EVM‑IR Type System Specification
This document defines the complete type system for the EVM‑IR dialect.
Types are designed to be:
- Fully deterministic
- Lowerable to raw EVM semantics
- SSA-compatible
- Address‑space aware
- Front‑end independent
EVM‑IR must express all values that can appear during EVM execution while maintaining a clean and analyzable static representation.
Design Principles
Minimal but Sufficient
The EVM has only one real data type: 256‑bit stack words.
EVM‑IR exposes a richer static type system for:
- safety
- optimization
- cross‑dialect analysis
- debug info
- ABI lowering
…but all types must map cleanly to EVM stack words, memory bytes, or structured memory regions.
No Composite Types
To keep the IR canonical and close to EVM semantics:
❌ No structs
❌ No tuples
❌ No arrays as first‑class values
❌ No arbitrary-width integers
Front‑ends (like Ora) must lower composites into memory regions before emitting EVM‑IR.
Strongly Typed Pointers
Pointers exist only with explicit address spaces:
- memory (0)
- storage (1)
- calldata (2)
- transient storage (3)
- code (4)
Primitive Types
u256
- Arbitrary EVM stack word
- Represents unsigned integers modulo 2²⁵⁶
- Used for:
- arithmetic
- indexing
- storage keys
- ABI values
This is the dominant type in EVM‑IR.
u160
- 160‑bit value
- Canonical representation for EVM addresses
- Codegen guarantees zero‑extension to 256 bits when needed.
bool
- Logical value restricted to
{0, 1} - Codegen enforces normalization when necessary
- Represented as a 256‑bit stack value where
0 = false,1 = true
u32, u8
These narrower integer types are necessary for:
- byte/word operations
- calldata slicing
- memory offsets
- hashing preparation
Representation:
- always zero‑extended to 256-bit stack words
- do not carry sign information
- survive optimization passes intact
Pointer Types
Pointer syntax:
ptr<addrspace>
ptr<addrspace, size=N>
The addrspace parameter is required and specifies which EVM address space the pointer references.
The size parameter is optional and specifies the size (in bytes) of the memory region the pointer references. This is useful for:
- Frame layout optimization in the stackifier
- Type safety verification (bounds checking)

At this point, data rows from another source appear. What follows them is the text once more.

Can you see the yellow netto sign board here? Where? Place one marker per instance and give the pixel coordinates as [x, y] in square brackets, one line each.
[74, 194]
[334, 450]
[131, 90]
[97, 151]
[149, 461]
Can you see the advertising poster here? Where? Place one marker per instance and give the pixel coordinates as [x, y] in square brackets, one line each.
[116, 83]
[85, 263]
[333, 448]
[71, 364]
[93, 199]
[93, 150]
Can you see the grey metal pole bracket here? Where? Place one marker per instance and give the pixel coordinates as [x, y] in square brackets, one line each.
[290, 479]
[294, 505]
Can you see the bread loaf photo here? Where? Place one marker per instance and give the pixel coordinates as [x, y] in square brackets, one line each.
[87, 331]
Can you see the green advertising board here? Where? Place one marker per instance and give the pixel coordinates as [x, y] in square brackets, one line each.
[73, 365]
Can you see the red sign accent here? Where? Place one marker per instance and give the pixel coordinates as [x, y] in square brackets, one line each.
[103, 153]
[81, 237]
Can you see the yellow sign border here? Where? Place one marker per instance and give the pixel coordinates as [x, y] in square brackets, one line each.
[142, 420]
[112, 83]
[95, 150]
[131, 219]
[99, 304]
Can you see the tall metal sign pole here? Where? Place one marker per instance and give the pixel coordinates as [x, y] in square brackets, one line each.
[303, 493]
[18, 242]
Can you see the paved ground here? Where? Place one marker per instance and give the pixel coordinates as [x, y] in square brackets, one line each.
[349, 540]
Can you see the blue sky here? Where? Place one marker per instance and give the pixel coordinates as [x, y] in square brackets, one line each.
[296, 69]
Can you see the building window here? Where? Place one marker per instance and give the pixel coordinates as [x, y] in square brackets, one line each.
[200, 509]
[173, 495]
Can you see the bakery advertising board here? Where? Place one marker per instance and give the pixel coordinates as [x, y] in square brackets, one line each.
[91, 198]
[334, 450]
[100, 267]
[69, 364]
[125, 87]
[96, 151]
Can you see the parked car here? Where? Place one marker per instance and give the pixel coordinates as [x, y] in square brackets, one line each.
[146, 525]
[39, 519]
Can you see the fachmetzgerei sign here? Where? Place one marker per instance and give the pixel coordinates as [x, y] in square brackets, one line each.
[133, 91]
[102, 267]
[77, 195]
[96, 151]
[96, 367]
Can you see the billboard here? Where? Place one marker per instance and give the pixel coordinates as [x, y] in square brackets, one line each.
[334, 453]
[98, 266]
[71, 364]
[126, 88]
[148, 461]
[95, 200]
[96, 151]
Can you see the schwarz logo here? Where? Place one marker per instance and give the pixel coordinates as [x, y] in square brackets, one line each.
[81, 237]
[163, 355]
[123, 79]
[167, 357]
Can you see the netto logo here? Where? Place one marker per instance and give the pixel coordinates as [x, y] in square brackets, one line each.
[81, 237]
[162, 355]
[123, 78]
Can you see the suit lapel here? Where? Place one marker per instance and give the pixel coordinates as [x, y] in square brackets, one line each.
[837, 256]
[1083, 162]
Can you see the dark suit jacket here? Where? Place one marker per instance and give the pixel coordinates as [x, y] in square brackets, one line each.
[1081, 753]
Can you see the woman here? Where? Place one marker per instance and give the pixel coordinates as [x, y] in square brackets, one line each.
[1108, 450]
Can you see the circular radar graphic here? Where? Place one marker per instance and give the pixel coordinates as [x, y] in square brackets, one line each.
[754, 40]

- Static analysis and optimization
When size is omitted, the pointer size is unknown or not tracked at the type level.
Address Space Table
| Address Space | Meaning | EVM backing | Notes |
|---|---|---|---|
0 | Memory | MLOAD / MSTORE | Byte-addressable, uses ptr<0> |
1 | Storage | SLOAD / SSTORE | Uses u256 keys, not pointers |
2 | Calldata | CALLDATALOAD | Read-only, uses ptr<2> |
3 | Transient | TLOAD / TSTORE | EIP-1153, uses u256 keys |
4 | Code | CODESIZE / CODECOPY | Read-only code region |
Memory Pointers
- represent byte-addressable memory addresses
- arithmetic permitted via
evm.ptr_add - EVM memory operations (
MLOAD/MSTORE) can operate on any byte offset (alignment not enforced by EVM) - Size metadata (when present) helps with frame layout and bounds checking
Example:
%p = evm.alloca 32 : ptr<0, size=32> // allocates 32 bytes, pointer tracks size
%q = evm.ptr_add %p, %offset : ptr<0> // result pointer may not preserve size
Storage Keys
- Storage uses
u256keys, not pointers - Storage keys are represented as
u256values, notptr<1> - Arithmetic must be expressed explicitly
- Compiler uses Keccak when lowering composite offsets
Calldata Pointers
Represent byte offsets into calldata buffer.
Transient Storage Keys
- Transient storage uses
u256keys, not pointers - Transient storage keys are represented as
u256values, notptr<3> - For EIP‑1153 transient storage operations
Code Pointers
Represent offsets into the contract code region.
Special Types
void
Used for:
- operations that do not produce SSA values
- pure side‑effect operations
unreachable
Represents IR regions that cannot execute.
Used by:
- legalizer
- control‑flow verification
- optimization passes
Type Rules
Arithmetic
u256 op u256 → u256- Narrow types (
u8,u32,u160) automatically zero-extend tou256when used in arithmetic operations boolis treated asu256during arithmetic but must be re‑normalized before branch conditions- Operations like
evm.mload8returnu8, which is then zero-extended tou256when used in subsequent operations
Comparisons
Comparisons always produce bool.
u256 < u256 → bool
u256 == u256 → bool
...
Pointers
Pointer arithmetic requires explicit operations:
%p2 = evm.ptr_add %p1, %offset
No implicit pointer addition.
Type Casting
Implicit casts (automatic zero-extension):
u8 → u32 → u256- when used in operations expecting wider typesu160 → u256- when used in arithmetic or comparisonsbool → u256- when used in arithmetic operations
Explicit casts required to go down in width:
u256 → u160- truncation (e.g., for address operations)u256 → u32- truncation (e.g., for byte operations)u256 → u8- truncation (e.g., for byte extraction)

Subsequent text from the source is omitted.